|LETTER TO EDITOR
|Year : 1996 | Volume
| Issue : 1 | Page : 63
Preherpetic neuralgia masquerading as angina
Sudha Sarraf, Sanjay Singh, SS Pandey
Source of Support: None, Conflict of Interest: None
|How to cite this article:|
Sarraf S, Singh S, Pandey S S. Preherpetic neuralgia masquerading as angina. Indian J Dermatol Venereol Leprol 1996;62:63
|How to cite this URL:|
Sarraf S, Singh S, Pandey S S. Preherpetic neuralgia masquerading as angina. Indian J Dermatol Venereol Leprol [serial online] 1996 [cited 2020 Jan 21];62:63. Available from: http://www.ijdvl.com/text.asp?1996/62/1/62/4322
| To the Editor,|| |
A 46-year-old male patient presented to the emergency department with continuous dull pain on the left side of chest radiating to the medial aspects of left arm, forearm and hand. The pain started in the evening when the patient was engaged in indoor activity. After 4-6 hours the intensity of pain increased and it was associated with epigastric discomfort, sweating, palpitation and fear of impending death. There was no history of dyspnoea, unconsciousness, or any past history of similar complaints. He was a chronic alcoholic and tobacco chewer. The patient was admitted to intensive care unit about 12 hours after the onset of pain with the provisional diagnosis of angina pectoris. Physical examination revealed tachycardia. There was no other abnormal physical finding. His following tests were within normal limits: total and differential leukocyte counts, erythocyte sedimentation rate, cardiac enzymes and electrocardiogram.

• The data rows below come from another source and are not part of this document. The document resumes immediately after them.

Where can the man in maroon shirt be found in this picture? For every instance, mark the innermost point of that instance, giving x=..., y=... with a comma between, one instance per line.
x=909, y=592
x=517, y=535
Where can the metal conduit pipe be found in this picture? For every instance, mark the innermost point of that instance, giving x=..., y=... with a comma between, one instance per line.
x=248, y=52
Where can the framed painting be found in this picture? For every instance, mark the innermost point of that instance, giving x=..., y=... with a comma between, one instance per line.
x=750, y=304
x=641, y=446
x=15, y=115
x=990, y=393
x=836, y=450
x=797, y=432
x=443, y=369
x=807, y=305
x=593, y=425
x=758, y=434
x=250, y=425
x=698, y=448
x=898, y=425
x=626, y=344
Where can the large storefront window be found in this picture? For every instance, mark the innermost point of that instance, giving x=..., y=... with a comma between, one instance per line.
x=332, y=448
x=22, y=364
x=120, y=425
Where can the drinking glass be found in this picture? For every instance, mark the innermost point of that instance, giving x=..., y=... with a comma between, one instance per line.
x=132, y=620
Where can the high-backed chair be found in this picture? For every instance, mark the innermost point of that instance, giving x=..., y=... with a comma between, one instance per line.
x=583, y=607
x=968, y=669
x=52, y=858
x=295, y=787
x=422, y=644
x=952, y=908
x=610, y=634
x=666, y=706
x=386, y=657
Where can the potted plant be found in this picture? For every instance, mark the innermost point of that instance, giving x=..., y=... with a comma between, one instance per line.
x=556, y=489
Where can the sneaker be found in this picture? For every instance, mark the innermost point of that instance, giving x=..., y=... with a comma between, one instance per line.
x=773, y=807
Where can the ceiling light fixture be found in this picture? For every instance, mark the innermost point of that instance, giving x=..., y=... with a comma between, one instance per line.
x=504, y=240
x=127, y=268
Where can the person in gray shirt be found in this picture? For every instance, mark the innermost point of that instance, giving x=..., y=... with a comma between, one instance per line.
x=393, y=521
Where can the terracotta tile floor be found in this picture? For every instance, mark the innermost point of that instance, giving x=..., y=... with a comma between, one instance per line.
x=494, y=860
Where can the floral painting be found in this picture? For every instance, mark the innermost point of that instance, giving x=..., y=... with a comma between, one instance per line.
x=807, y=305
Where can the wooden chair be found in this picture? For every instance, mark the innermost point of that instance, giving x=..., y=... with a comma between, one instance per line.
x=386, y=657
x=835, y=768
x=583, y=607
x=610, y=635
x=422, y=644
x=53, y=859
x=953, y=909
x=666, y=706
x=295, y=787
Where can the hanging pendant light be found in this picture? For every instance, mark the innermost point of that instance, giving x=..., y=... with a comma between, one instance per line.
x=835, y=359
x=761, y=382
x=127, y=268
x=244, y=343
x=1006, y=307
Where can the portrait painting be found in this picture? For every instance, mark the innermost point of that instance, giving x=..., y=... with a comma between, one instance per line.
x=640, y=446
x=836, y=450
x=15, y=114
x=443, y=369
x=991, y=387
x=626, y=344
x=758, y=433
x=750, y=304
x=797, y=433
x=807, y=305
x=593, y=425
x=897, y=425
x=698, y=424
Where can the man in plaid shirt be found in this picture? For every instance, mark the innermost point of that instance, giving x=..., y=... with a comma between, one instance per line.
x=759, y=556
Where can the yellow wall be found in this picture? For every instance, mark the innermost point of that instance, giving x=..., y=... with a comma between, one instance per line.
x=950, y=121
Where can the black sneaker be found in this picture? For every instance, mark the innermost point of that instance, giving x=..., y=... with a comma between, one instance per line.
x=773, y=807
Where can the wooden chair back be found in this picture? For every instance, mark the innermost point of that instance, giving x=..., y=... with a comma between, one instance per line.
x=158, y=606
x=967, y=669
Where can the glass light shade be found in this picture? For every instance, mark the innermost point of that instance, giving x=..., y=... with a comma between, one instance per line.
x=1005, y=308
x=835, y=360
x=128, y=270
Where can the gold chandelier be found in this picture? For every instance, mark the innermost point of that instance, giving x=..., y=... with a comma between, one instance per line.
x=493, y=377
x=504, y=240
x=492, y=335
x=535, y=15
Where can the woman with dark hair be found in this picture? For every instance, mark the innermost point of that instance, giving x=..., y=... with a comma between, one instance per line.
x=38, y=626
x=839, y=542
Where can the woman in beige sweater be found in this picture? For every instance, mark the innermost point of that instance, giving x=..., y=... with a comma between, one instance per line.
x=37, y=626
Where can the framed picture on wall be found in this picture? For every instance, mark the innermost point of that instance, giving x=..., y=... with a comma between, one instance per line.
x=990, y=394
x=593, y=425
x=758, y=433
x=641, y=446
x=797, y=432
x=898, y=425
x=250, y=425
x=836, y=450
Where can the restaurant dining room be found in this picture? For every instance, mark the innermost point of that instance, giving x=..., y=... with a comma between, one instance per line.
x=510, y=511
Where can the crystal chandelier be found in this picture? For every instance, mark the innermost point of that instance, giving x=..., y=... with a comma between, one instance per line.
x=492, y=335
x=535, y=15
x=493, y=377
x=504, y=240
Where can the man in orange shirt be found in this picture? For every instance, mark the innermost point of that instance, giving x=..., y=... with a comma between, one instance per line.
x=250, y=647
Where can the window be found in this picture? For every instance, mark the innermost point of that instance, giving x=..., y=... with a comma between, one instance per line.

With the diagnosis of angina pectoris, he was prescribed analgesics, isosorbide dinitrate, and aspirin. The pain improved slightly but it did not disappear.
Thirty-six hours after the onset of pain, the patient developed vesicles in groups on erythematous base over the left side of chest, medial aspect of arm, forearm and medial two finger involving C8-T3 segments of cutaneous innervation. A Tzanck smear from the lesions showed characteristic multinucleated giant cells. The diagnosis was changed to herpes zoster with neuralgia. Antianginal drugs were stopped and the patient was given acyclovir 800 mg 8 hourly. Pain reduced considerably within a day and in 2 weeks the lesions healed completely. This case is being reported to highlight the need of keeping preherpetic neuralgia in the differential diagnosis of cardiac pain.